Elle jette quand même, hein !!!
Les Bugatti.
La première contribution "humeur"...
Merci Adrien.

En direct de notre envoyé spécial permanent en Alsace Adrien :

Bugatti !

En voilà un nom qui sonne bien français. COCORICO ! ! ! Car cette prestigieuse marque fait bel et bien parti de notre patrimoine.

Au-delà de ces mythiques mécaniques de Molsheim (Alsace, 67, c’est en France, si si je vous assure ! ! Faut-il voir dans sa renaissance la future référence automobile mondiale ? Mais à quel prix ?

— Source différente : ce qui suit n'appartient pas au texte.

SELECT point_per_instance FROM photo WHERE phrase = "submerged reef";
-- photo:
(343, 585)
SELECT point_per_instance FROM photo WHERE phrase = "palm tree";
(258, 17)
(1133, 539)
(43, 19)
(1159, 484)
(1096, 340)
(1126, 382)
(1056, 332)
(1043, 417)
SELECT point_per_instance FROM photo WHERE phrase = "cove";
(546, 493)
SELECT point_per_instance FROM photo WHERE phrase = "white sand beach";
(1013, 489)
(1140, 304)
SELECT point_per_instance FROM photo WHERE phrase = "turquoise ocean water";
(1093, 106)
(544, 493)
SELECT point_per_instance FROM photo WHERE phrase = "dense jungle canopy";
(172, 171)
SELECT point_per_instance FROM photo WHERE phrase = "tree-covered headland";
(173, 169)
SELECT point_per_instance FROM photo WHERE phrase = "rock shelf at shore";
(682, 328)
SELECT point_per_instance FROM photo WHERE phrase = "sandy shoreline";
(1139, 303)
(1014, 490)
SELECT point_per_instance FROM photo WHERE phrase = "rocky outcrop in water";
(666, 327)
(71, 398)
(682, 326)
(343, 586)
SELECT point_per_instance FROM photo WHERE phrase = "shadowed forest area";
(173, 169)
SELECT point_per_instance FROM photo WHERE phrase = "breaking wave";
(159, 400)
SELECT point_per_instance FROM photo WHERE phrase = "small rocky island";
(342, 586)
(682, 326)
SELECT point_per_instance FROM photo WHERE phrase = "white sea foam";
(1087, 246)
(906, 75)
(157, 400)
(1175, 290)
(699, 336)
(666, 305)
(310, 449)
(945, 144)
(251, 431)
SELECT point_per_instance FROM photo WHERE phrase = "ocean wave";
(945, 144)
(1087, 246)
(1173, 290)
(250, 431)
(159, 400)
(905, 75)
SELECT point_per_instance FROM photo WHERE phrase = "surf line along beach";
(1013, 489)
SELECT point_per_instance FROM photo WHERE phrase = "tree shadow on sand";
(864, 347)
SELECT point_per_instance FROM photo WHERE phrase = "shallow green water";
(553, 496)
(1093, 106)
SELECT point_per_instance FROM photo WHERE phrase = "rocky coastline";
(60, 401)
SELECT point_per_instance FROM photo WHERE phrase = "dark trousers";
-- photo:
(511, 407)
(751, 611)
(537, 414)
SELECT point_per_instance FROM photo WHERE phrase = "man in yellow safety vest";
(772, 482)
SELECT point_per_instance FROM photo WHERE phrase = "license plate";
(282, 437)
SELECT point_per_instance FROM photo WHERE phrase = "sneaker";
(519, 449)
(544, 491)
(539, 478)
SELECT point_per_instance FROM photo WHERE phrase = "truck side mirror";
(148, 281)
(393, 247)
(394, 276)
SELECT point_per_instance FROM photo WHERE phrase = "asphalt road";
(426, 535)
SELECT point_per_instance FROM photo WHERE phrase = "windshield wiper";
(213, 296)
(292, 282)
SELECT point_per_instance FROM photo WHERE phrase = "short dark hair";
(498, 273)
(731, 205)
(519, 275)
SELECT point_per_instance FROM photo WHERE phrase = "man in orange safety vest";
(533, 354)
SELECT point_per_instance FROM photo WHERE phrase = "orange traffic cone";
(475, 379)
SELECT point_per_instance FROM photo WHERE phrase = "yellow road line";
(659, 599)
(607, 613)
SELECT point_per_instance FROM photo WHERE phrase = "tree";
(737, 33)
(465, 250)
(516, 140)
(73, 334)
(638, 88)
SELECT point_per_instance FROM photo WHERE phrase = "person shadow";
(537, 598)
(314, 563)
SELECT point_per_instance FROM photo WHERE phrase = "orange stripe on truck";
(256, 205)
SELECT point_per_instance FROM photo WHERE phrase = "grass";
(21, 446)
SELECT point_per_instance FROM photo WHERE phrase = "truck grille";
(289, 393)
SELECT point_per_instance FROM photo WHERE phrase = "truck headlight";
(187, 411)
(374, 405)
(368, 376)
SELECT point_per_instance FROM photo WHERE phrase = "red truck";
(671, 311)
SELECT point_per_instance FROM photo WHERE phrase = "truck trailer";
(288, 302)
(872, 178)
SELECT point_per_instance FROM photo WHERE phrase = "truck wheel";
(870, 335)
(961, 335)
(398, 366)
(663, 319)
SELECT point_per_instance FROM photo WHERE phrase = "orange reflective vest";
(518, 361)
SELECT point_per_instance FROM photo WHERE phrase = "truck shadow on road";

Rachetée par un boulimique des marques, Ferdinand Piech (Big Boss de Volkswagen), Bugatti cherche son style au travers de prototypes découverts à chaque salon. Ce n’est pourtant pas la saison des soldes pour dévoiler tant de modèles : 118,218,18/3 Chiron et enfin 18/4 Veyron, avec en prime des noms de pilotes français qui ont autrefois couru pour défendre de fort belle manière l’orgueil des voitures bleues.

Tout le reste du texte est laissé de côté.